Pinker’s big push for the Enlightenment values that got us where we are is the right message at the right time. Not perfect, mind you. Pinker’s cheerleading for capitalism goes a little overboard and understates the problems commensurate with it. His treatment of cultural movements that press against the Enlightenment, such as Romanticism, are at times astonishingly simplistic. Enough so to undermine his credibility in isolated passages. When he criticizes Thomas Piketty’s landmark Capital in the 21st Century, Pinker has a point in that Piketty’s emphasis on wealth inequality elides the improvements in material life that have carried all classes forward. But Piketty’s willingness to look at the good, the bad, and the ugly of late capitalism makes his work seem more impartial overall, less slanted than Pinker’s. The charts and counter-charts that make Piketty’s book more tedious and less readable than Pinker’s more informal tome also make Piketty’s analysis seem more balanced and complete.

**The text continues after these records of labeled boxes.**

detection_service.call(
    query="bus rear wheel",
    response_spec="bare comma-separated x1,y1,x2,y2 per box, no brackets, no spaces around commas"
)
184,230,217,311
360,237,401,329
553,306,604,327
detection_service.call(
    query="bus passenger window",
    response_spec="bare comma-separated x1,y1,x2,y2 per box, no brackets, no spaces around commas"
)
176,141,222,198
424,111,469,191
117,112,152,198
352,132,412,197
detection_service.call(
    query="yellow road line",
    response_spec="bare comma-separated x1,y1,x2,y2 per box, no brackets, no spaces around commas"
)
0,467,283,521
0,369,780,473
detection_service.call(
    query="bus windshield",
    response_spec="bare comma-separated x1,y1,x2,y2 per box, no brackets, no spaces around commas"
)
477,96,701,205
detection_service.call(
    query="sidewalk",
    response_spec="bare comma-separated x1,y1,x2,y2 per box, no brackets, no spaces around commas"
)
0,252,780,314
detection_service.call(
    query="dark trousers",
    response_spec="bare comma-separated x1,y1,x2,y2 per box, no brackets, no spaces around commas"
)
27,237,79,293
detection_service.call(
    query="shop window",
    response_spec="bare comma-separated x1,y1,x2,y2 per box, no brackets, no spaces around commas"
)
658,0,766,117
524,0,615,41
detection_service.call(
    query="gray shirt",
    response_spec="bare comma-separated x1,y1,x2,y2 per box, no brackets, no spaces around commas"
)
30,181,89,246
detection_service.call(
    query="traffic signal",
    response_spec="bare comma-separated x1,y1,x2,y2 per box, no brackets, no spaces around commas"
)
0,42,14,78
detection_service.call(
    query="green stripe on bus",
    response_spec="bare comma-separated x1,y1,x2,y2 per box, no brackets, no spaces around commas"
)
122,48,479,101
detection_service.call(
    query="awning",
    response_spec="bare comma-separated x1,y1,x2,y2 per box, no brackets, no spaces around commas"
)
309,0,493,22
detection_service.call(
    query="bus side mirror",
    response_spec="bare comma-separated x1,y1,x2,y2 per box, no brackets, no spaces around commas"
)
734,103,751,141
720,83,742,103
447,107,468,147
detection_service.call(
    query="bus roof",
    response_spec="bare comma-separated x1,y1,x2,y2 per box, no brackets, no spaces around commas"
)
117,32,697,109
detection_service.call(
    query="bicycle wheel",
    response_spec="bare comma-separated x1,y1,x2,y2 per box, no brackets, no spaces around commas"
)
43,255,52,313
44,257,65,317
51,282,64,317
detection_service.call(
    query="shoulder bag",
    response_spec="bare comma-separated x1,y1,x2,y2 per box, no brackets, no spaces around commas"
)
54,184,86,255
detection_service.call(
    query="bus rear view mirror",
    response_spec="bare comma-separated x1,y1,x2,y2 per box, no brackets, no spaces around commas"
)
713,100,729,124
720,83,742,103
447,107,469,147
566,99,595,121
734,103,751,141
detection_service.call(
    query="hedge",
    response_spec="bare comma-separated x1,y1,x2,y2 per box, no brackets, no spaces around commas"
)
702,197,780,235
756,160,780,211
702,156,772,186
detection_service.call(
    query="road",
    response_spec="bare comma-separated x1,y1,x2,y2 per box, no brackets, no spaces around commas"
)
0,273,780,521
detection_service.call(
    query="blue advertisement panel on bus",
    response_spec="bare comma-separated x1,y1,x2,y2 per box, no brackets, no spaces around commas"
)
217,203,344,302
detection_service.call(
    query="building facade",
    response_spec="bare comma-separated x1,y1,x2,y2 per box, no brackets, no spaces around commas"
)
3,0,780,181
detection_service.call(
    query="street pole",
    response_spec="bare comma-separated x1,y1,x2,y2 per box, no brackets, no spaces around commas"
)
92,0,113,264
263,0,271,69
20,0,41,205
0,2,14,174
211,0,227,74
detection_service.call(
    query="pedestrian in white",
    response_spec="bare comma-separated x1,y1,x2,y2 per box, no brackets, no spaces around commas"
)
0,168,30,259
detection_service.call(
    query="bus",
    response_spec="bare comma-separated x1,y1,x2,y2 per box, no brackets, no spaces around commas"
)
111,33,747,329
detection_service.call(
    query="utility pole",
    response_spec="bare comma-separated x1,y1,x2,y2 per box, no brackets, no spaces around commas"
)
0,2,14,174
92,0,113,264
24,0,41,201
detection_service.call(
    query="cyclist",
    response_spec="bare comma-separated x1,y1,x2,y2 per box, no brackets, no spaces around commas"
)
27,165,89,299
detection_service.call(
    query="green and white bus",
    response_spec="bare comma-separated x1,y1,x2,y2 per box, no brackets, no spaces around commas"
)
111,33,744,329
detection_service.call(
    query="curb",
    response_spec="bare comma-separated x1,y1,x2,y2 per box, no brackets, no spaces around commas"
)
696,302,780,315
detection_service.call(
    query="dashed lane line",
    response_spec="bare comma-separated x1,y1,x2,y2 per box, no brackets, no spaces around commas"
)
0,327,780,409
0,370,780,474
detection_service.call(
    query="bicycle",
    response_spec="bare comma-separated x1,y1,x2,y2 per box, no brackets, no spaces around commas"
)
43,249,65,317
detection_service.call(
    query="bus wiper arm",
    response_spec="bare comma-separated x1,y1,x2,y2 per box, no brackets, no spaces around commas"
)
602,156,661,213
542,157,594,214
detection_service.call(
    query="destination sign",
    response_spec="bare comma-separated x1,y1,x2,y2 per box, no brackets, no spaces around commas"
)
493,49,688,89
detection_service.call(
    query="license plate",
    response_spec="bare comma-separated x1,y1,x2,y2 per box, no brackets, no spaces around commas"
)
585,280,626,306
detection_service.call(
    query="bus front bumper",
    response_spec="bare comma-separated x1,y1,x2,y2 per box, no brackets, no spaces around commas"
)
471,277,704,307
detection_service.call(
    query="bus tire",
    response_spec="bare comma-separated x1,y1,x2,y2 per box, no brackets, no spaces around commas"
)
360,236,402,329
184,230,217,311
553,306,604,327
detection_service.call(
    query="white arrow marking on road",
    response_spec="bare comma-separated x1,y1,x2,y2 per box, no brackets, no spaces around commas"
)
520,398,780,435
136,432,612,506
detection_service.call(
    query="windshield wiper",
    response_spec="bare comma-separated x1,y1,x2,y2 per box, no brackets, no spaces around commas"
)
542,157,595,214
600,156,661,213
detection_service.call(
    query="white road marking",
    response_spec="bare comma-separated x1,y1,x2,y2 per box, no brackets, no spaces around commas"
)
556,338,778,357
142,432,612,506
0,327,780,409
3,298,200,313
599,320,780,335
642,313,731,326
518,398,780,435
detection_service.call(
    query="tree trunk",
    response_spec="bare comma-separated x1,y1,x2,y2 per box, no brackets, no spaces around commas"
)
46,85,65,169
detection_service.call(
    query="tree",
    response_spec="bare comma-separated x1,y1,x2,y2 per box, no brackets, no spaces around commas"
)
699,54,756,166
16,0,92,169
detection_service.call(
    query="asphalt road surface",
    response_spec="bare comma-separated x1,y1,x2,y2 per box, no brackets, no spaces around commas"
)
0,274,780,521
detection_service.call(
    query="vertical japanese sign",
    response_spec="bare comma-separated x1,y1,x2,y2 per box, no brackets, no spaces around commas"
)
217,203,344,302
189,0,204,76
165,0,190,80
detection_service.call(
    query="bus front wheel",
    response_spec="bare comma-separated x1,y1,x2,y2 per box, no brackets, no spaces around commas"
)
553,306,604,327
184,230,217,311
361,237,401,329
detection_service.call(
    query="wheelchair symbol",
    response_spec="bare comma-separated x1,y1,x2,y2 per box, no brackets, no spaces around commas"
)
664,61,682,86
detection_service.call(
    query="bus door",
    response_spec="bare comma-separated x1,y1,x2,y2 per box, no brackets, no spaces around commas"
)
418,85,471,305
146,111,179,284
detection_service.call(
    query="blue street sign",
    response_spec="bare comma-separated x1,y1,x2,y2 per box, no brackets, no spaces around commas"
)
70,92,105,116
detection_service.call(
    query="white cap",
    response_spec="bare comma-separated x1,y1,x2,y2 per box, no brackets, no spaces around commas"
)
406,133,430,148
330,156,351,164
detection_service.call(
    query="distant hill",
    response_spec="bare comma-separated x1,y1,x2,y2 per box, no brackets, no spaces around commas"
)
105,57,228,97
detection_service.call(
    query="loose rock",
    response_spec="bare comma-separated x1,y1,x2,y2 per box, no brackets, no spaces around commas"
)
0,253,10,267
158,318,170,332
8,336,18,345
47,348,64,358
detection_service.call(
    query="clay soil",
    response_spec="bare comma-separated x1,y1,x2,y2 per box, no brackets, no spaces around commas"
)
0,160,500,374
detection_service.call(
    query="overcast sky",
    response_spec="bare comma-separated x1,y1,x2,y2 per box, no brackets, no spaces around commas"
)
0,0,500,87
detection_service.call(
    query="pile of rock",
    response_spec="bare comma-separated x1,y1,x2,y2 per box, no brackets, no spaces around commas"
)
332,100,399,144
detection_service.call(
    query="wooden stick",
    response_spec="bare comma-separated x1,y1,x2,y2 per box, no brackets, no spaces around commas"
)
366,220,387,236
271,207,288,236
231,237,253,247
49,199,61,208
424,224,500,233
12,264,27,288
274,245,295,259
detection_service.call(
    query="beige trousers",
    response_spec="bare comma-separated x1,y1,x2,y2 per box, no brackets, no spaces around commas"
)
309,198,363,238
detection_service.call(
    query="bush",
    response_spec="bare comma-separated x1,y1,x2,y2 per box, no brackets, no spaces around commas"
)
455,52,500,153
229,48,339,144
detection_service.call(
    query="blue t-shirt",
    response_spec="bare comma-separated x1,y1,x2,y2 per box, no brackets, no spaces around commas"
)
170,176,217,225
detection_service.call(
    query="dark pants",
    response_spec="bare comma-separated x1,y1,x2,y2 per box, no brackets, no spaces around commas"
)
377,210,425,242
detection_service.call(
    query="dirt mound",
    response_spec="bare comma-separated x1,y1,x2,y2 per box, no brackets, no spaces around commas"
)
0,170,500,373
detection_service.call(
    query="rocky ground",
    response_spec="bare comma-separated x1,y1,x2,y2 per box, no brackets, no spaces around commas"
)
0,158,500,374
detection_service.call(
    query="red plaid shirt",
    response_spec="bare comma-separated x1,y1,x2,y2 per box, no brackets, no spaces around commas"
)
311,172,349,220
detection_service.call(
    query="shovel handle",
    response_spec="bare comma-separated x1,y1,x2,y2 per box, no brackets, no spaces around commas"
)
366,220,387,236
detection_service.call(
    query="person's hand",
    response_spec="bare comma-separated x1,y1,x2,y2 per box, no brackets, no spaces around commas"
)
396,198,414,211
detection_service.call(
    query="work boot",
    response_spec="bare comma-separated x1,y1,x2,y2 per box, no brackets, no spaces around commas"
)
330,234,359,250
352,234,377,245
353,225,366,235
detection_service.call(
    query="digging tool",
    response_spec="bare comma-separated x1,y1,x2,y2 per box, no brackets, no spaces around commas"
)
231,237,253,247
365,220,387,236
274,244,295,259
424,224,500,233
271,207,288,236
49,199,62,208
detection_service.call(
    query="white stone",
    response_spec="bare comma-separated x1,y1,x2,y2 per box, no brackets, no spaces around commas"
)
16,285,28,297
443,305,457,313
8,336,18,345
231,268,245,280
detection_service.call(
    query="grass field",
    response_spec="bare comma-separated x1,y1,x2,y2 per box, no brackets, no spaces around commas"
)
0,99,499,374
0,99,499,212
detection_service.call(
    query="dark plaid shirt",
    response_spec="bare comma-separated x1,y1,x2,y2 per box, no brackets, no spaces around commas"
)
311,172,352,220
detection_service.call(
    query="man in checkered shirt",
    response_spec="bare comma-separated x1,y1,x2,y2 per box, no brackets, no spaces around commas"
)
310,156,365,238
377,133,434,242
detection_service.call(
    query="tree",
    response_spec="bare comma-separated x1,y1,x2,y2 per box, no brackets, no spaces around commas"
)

Overall, though, Pinker’s own core thesis is persuasive and exceedingly timely. After all, the Right has always had a deeper investment in religious and authoritarian structures that cut against the Enlightenment’s commitment to open inquiry and to a principle of individual freedom that transcends religion, region, or demographic. It is only recently that the postmodern Left has joined in the attack, often renouncing the Enlightenment standards of universal truth (accessible to reason and science) and condemning the Enlightenment-based liberal Western democracies as hopelessly enmired in racism, sexism, and other oppressive formations. In this regard, Pinker’s pushback against the Left as well as the Right is spot on. Despite the obvious bumps along the way, and bumps that are still with us, the Enlightenment, with its philosophical message of universal rights over tribalism and of the universal standards of reason and science, has resulted in the most humane, anti-sexist, and racially tolerant sensibility in social history. This is measurable in Pinker’s statistical graphs (and most visibly of late in the Washington Post’s worldwide survey-based map). That there were bumps and contradictions along the way, that challenges of social justice are still with us, is no reason to attack the foundation of the Enlightenment and of the Western liberal democracies that go along with it. Indeed, it would be preposterous to expect no bumps, no contradictions and challenges. We need to improve, perhaps even to do so at a revolutionary pace, but we need to start by working with what we have, not throwing it all overboard and creating a vacuum for some less Enlightenment-based power formation to move in.